Tambanashe Enterprises and Two Flags disputed rights to various mining claims collectively known as Lennox Mine in Mashava, Masvingo Province. The claims were originally registered to Reedbuck Investments, which went into liquidation. In 2003, Two Flags entered into an agreement of sale with Reedbuck's liquidator to purchase the mine. In 2006, the Ministry of Mines closed Lennox Mine due to alleged illegal operations by Knobthorn Investments and appointed Lamorna Investments as operator. Tambanashe claimed the claims were forfeited to the State during 2006-2007, re-pegged them, and obtained mining certificates in 2011. Two Flags obtained a declaratory order from the High Court in January 2016 (HC11857-15) confirming its rights to Lennox Mine and directing the Ministry of Mines to transfer the claims. In November 2016, a consent order (HC2901-16) was registered directing transfer to Two Flags. Transfer certificates were issued to Two Flags in January 2017. Two Flags then obtained an eviction order against Tambanashe in March 2017. After being evicted, Tambanashe obtained a restoration order from the Harare High Court, which Two Flags appealed. The parties appeared before a judge in chambers, and a disputed "consent order" was issued in April 2017. Six consolidated applications resulted from this dispute.
HC5409-17 (MSV81-17): The application for a declaratory order brought by Tambanashe dismissed with costs on a Legal Practitioner-Client scale. HC5410-17 (MSV121-17): Execution of court order HC5407-17 (MSV102-17) stayed with costs on a Legal Practitioner-Client scale. HC5408-17 (MSV117-17): (1) The consent order filed under MSV102-17 set aside with costs on a Legal Practitioner-Client scale; (2) The consent order declared to have no validity from the date of judgment by effluxion of time in accordance with its own stipulated period of validity.
A court of coordinate jurisdiction cannot grant a declaratory order that would have the effect of nullifying or setting aside a declaratory order previously issued by another judge of parallel jurisdiction while that order remains extant and has not been set aside on appeal or review. To do so would be an incompetent exercise of parallel jurisdiction. The proper remedy for a party aggrieved by a declaratory order to which it was not a party is to seek to set aside that order through appropriate procedures (rescission, appeal, or review), not to seek a competing declaratory order from the same court. A "consent order" that was not actually consented to by the parties is afflicted by a procedural irregularity constituting an error that justifies rescission under Rule 449 or the common law. The doctrine of res judicata applies to prevent re-litigation of matters already finally determined by a competent court. An application for declaratory relief regarding mining rights stands or falls on the founding affidavit, which must establish the chain of title and how the applicant acquired legitimate rights.

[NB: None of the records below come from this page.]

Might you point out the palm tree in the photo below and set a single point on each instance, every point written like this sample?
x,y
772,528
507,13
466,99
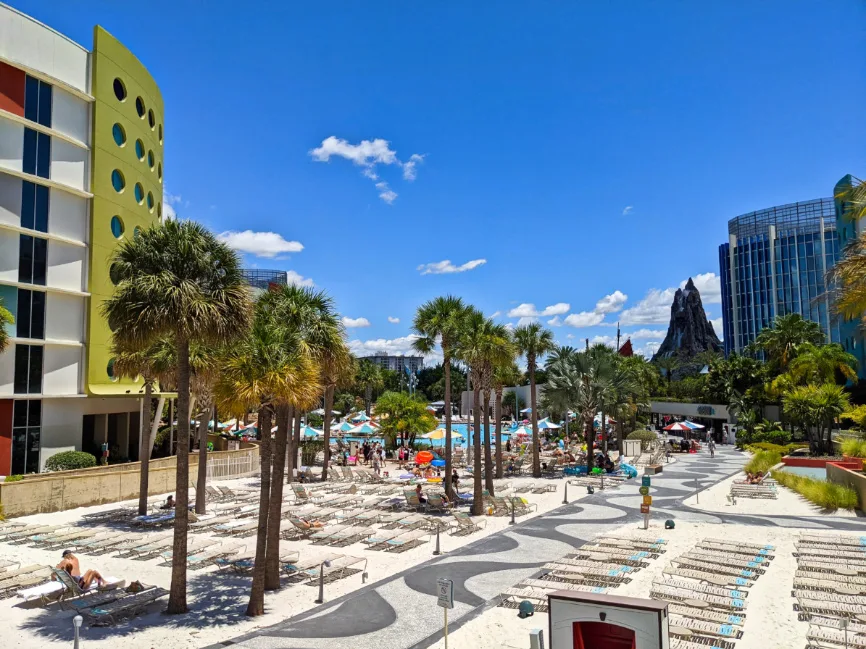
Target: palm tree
x,y
483,344
441,321
6,317
504,374
176,279
533,341
370,377
271,366
780,341
309,316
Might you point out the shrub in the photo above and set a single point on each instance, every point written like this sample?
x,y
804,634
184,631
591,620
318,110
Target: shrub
x,y
824,494
69,460
854,447
763,461
646,438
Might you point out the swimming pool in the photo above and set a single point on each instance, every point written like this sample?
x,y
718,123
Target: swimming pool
x,y
816,472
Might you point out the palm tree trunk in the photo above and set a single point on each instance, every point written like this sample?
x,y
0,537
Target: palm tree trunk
x,y
201,483
256,605
177,591
536,458
144,450
326,425
449,489
293,451
488,458
278,468
589,435
497,414
478,504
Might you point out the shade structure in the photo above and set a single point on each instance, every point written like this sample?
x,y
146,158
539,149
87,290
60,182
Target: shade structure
x,y
424,457
363,429
439,433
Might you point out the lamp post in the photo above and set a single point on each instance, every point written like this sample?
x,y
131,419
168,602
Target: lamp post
x,y
324,564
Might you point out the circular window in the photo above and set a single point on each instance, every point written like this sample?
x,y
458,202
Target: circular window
x,y
117,181
119,90
114,274
116,227
119,135
110,370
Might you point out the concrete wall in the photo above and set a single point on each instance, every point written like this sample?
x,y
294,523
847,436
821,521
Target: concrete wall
x,y
64,490
854,479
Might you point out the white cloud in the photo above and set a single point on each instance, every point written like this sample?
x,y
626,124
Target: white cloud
x,y
260,244
445,267
409,171
584,319
718,327
368,154
527,309
365,154
646,333
655,308
611,303
355,322
296,279
393,347
709,285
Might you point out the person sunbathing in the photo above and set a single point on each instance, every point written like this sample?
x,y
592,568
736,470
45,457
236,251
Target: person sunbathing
x,y
70,564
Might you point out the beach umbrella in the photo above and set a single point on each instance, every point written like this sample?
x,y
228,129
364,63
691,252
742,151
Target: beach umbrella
x,y
423,457
439,433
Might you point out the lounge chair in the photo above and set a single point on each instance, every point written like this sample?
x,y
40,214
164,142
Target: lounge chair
x,y
127,606
63,586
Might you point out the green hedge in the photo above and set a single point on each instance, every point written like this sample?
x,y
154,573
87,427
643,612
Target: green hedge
x,y
69,460
824,494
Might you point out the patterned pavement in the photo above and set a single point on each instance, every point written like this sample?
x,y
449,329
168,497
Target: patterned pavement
x,y
399,612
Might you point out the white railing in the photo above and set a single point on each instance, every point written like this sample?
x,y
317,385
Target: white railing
x,y
225,468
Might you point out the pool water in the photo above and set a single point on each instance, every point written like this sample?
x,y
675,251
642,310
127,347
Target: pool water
x,y
816,472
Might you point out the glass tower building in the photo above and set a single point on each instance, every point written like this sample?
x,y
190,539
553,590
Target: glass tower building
x,y
774,263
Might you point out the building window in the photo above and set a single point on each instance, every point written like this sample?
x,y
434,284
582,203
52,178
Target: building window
x,y
28,369
26,429
30,320
34,206
32,260
37,153
37,101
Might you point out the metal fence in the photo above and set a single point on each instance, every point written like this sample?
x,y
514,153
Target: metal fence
x,y
231,467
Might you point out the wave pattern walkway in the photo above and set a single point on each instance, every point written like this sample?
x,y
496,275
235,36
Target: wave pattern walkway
x,y
399,612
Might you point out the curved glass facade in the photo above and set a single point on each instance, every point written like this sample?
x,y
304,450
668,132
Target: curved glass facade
x,y
773,264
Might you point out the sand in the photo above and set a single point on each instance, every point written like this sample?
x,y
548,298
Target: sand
x,y
217,602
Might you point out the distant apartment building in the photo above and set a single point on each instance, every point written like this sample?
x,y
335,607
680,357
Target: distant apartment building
x,y
397,363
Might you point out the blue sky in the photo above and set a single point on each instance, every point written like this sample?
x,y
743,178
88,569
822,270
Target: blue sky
x,y
572,159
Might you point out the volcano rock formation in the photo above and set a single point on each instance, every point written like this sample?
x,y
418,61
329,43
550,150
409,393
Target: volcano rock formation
x,y
689,332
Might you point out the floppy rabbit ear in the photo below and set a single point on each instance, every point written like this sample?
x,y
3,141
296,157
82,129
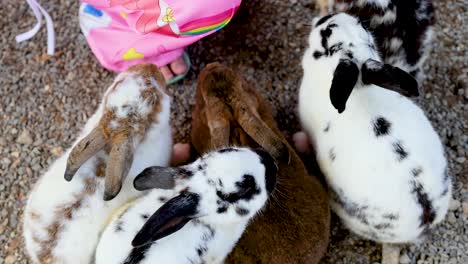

The court observed that the proliferation of litigation between the parties, with multiple applications and counter-applications filed in different registries (Harare and Masvingo), reflected undue acrimony and waste of judicial resources. Some interlocutory applications brought on an urgent basis were superfluous and unnecessary. The court commented that punitive costs orders on a legal practitioner-client scale are appropriate to discourage such conduct. The court noted that if Tambanashe had legitimate grievances about the registration of certificates in Two Flags' name, it should have objected during the 30-day notice period after publication in the government gazette as required by section 59 of the Mines and Minerals Act, or pursued remedies against the Ministry of Mines. The court observed that "the left hand cannot take away what the right hand has already awarded" - a vivid metaphor for the principle that one judge cannot undo what another judge of coordinate jurisdiction has decided. The court emphasized the importance of finality in litigation and the public interest in respecting the authority of judicial decisions even if erroneous, noting that corrections must come from courts of superior jurisdiction.
This case is significant in South African and Zimbabwean law for establishing important principles regarding: (1) The limits of parallel jurisdiction - a High Court judge cannot set aside, vary, or nullify orders made by another judge of coordinate jurisdiction; (2) The doctrine of res judicata and the principle that there must be finality in litigation; (3) The requirements for consent orders - a court cannot issue a "consent order" when parties have not actually consented to its terms; (4) The impropriety of seeking competing declaratory orders from the same court to circumvent existing judgments; (5) The application of sections 58 and 59 of the Mines and Minerals Act in mining title disputes; (6) The evidentiary burden in applications for declaratory orders regarding mining rights - applicants must establish the chain of title in founding papers. The judgment reinforces the integrity of judicial decisions and the principle that litigants dissatisfied with court orders must pursue proper appellate remedies rather than seek conflicting orders from courts of parallel jurisdiction. It also discourages the proliferation of unnecessary interlocutory applications through punitive costs orders.